El muralismo chileno es un movimiento pictórico que apareció en Chile en la década de 1930, como una rama del muralismo mexicano.
La pintura mural se desarrolló particularmente durante la Unidad Popular (a partir de 1969) como un arte popular y colectivo, y uno de los más representativos de ese momento histórico.[1]
El muralismo mexicano se desarrolló en México a comienzos del siglo XX. Tras la revolución mexicana de 1910, este movimiento buscó ofrecer una visión de la historia a todos los sectores del país, mediante un arte de carácter naíf[2] accesible a todo tipo de espectadores, incluidos los analfabetos, rompiendo especialmente con la pintura de caballete y el llamado «arte burgués».[1][3]
Los tres artistas más influyentes asociados a este movimiento, conocidos como «los tres grandes», son Diego Rivera, José Clemente Orozco y David Alfaro Siqueiros.[4][5] También se asocian al muralismo mexicano los murales de artistas como Fernando Leal, Juan O'Gorman, Rina Lazo o Ernesto García Cabral.[6]
El muralismo aparece en Chile en la década de 1930, tras el descubrimiento de los artistas mexicanos.[1] Los primeros artistas chilenos en seguir este movimiento fueron Gregorio de la Fuente, Pedro Lobos y Julio Escámez.[1] Este último fue seleccionado en 1943, entre los estudiantes de la Academia de Bellas Artes del pintor Adolfo Berchenko, ubicada en Concepción, junto a Sergio Sotomayor, como asistente de De la Fuente para la prestigiosa pintura mural Historia de Concepción (1943-1946), situada en la antigua estación central de trenes de Concepción, considerada posteriormente un «tesoro del Barrio Cívico»[7] y declarada Monumento Nacional de Chile.[8]
Las obras, de carácter muy ilustrativo, narran el relato nacional en el espacio público, lo que permite el desarrollo de un sentimiento nacional que refleja las preocupaciones del pueblo.[1]
El muralismo resurge a comienzos de la década de 1960, con temáticas muy distintas: expresa «una profunda relación entre los movimientos sociales, las clases populares y el compromiso artístico», y adquiere un carácter marcadamente político.
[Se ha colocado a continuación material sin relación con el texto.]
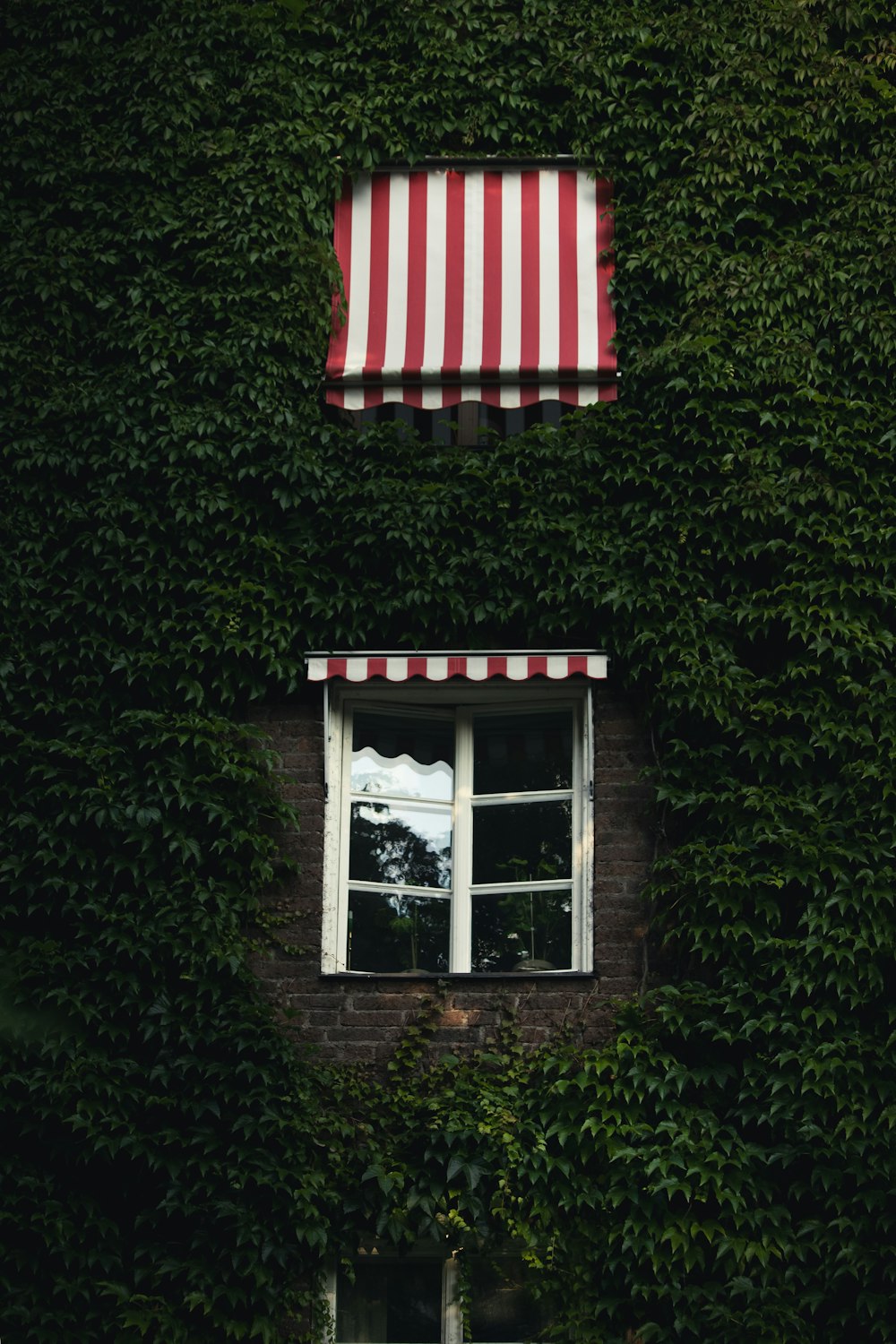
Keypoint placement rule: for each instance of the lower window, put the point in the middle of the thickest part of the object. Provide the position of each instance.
(416, 1298)
(458, 832)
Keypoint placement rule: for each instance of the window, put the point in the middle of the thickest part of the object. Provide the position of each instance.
(458, 830)
(473, 281)
(381, 1297)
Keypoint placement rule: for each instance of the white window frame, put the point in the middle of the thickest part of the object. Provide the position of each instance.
(516, 698)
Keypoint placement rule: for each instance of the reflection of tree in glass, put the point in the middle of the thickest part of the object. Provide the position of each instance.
(390, 851)
(392, 930)
(521, 926)
(397, 930)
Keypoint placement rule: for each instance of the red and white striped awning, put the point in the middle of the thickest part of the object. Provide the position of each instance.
(485, 285)
(440, 667)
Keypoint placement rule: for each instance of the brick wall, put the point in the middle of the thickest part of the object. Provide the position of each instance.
(354, 1019)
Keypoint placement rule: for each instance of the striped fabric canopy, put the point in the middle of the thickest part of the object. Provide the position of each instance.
(440, 667)
(485, 285)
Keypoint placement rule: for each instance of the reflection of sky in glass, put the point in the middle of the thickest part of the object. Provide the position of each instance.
(401, 863)
(373, 773)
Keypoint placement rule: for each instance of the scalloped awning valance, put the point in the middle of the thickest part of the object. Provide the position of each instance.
(556, 664)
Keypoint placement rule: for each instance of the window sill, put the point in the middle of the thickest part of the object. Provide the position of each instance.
(474, 976)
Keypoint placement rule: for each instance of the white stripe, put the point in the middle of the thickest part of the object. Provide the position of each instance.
(548, 274)
(511, 280)
(473, 222)
(587, 271)
(360, 285)
(397, 669)
(435, 245)
(397, 295)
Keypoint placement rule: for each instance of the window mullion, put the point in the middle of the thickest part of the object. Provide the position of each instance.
(462, 866)
(344, 833)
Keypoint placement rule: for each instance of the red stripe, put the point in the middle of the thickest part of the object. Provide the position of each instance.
(568, 295)
(379, 284)
(452, 277)
(416, 332)
(606, 322)
(490, 276)
(530, 314)
(343, 246)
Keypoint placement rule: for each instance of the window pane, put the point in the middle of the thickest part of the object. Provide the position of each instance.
(401, 844)
(411, 758)
(390, 1303)
(522, 930)
(501, 1308)
(519, 753)
(522, 841)
(389, 932)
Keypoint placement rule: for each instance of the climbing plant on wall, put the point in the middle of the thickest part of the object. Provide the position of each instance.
(183, 521)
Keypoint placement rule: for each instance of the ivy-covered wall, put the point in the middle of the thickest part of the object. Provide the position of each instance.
(183, 521)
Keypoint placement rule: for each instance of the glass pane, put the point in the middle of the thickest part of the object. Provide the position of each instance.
(522, 753)
(390, 1303)
(408, 757)
(522, 841)
(503, 1309)
(522, 930)
(401, 844)
(389, 932)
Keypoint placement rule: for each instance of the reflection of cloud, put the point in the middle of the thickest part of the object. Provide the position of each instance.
(435, 828)
(402, 774)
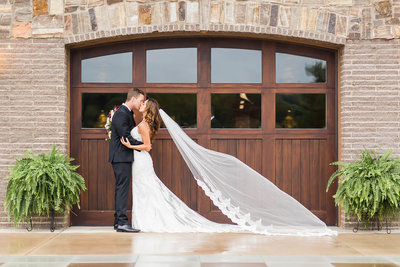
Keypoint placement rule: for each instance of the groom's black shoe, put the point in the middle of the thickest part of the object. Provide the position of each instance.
(127, 228)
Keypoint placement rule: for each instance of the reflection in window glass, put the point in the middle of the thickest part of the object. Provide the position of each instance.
(236, 110)
(173, 65)
(298, 69)
(115, 68)
(95, 108)
(235, 65)
(182, 108)
(300, 110)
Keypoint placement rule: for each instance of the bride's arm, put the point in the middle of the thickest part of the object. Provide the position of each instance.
(144, 131)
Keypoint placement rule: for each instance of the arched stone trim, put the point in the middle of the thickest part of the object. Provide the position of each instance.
(118, 19)
(188, 29)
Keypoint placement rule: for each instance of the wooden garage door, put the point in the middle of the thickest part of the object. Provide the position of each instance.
(271, 104)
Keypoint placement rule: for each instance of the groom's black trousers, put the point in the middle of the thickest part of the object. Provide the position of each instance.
(122, 172)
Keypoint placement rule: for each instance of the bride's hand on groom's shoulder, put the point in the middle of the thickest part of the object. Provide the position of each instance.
(126, 143)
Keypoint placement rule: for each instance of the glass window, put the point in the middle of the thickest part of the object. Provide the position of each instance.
(115, 68)
(182, 108)
(300, 110)
(95, 108)
(173, 65)
(236, 110)
(299, 69)
(230, 65)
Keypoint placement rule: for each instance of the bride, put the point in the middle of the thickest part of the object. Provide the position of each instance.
(250, 200)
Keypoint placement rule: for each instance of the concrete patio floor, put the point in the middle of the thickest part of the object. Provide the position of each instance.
(101, 246)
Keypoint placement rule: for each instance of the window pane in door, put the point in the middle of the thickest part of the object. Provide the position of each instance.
(182, 108)
(172, 65)
(236, 110)
(116, 68)
(229, 65)
(95, 108)
(300, 110)
(299, 69)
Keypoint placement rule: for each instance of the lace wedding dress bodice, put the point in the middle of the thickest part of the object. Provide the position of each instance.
(156, 209)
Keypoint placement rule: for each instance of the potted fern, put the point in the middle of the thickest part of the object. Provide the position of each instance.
(41, 185)
(369, 188)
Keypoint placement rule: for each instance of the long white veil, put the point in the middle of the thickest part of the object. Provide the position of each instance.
(242, 194)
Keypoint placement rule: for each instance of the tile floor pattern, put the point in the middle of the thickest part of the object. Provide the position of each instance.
(100, 246)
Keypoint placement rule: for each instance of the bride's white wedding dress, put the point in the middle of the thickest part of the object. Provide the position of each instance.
(156, 209)
(246, 197)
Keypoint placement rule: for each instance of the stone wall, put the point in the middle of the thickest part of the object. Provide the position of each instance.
(369, 100)
(33, 66)
(33, 102)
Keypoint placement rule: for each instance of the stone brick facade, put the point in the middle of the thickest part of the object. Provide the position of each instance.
(35, 35)
(33, 102)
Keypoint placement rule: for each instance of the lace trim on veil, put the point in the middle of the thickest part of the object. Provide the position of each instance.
(210, 169)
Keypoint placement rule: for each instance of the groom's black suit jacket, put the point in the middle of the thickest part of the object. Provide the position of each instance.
(121, 125)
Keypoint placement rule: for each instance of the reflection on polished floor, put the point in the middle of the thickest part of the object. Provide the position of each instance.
(101, 246)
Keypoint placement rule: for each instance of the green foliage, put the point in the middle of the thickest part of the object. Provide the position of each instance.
(369, 187)
(41, 183)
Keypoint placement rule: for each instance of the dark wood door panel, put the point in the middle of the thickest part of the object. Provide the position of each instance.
(302, 171)
(98, 199)
(296, 160)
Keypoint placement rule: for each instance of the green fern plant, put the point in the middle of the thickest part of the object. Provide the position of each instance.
(370, 187)
(42, 183)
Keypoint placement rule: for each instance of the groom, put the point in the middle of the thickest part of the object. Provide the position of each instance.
(121, 157)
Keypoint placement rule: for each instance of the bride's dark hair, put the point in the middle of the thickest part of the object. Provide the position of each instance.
(152, 116)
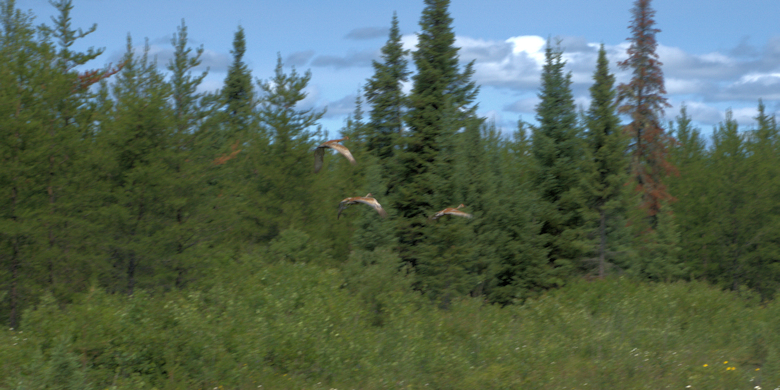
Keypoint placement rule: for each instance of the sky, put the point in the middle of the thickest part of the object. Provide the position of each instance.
(717, 55)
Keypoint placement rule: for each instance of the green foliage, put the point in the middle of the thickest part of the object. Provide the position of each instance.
(605, 167)
(558, 152)
(440, 103)
(288, 324)
(384, 93)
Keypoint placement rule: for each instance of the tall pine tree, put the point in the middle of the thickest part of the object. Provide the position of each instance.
(605, 162)
(642, 100)
(385, 95)
(441, 99)
(557, 149)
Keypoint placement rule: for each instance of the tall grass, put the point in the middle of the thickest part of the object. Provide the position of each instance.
(292, 325)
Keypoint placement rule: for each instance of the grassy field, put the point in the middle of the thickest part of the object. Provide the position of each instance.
(297, 326)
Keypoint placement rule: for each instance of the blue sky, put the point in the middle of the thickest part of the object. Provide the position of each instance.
(717, 54)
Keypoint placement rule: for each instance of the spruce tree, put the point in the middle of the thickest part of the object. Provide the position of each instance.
(278, 171)
(24, 61)
(238, 93)
(557, 149)
(605, 162)
(135, 174)
(385, 96)
(642, 100)
(189, 198)
(441, 97)
(692, 158)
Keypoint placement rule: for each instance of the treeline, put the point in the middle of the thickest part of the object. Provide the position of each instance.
(127, 178)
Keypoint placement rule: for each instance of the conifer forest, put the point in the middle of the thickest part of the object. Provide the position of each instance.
(154, 236)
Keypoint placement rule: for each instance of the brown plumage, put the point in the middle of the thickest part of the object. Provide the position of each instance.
(452, 211)
(319, 152)
(368, 199)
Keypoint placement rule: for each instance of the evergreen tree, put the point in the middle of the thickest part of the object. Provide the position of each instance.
(135, 175)
(642, 100)
(189, 198)
(557, 149)
(605, 163)
(512, 262)
(384, 94)
(691, 157)
(279, 171)
(238, 93)
(441, 97)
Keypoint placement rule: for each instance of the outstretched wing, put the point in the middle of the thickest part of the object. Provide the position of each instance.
(375, 205)
(344, 152)
(319, 155)
(343, 205)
Esto se refleja en la adhesión de una gran parte de los muralistas a la Unidad Popular, cuyo objetivo era llevar a Salvador Allende a la presidencia de la República el 4 de septiembre de 1970, en reemplazo del Frente de Acción Popular.[1]
Una vez elegido Allende, las «brigadas muralistas» continuaron promoviendo los valores del programa presidencial y se proyectaban hacia una revolución futura.[1] Surgieron brigadas en todos los sectores políticos: en la derecha, una brigada apoyaba al Partido Nacional; en la extrema derecha, otra defendía a Patria y Libertad. Sin embargo, las más activas y reconocidas fueron las brigadas de izquierda, como la Brigada Elmo Catalán, cercana al Partido Socialista, y especialmente la Brigada Ramona Parra, vinculada al Partido Comunista.[1][9]
Fue el apogeo del muralismo chileno, con frescos presentes por todas las ciudades y edificios públicos. Entre los más destacados se encuentran los del Salón de Honor de la municipalidad de Chillán, incluyendo Principio y fin, realizado por Julio Escámez; el mural de la antigua estación de trenes de Concepción, de Gregorio de la Fuente; y El primer gol del pueblo chileno (1971), en La Granja, obra de Roberto Matta.[1]
Tras el golpe de Estado de 1973, el muralismo volvió a convertirse en una expresión completamente marginal. Resurgió diez años más tarde como una forma de denuncia, resistencia y lucha contra la dictadura militar de Augusto Pinochet. Las obras buscaban despertar la conciencia, organizar una forma de rebelión popular frente a la represión y el autoritarismo.[1]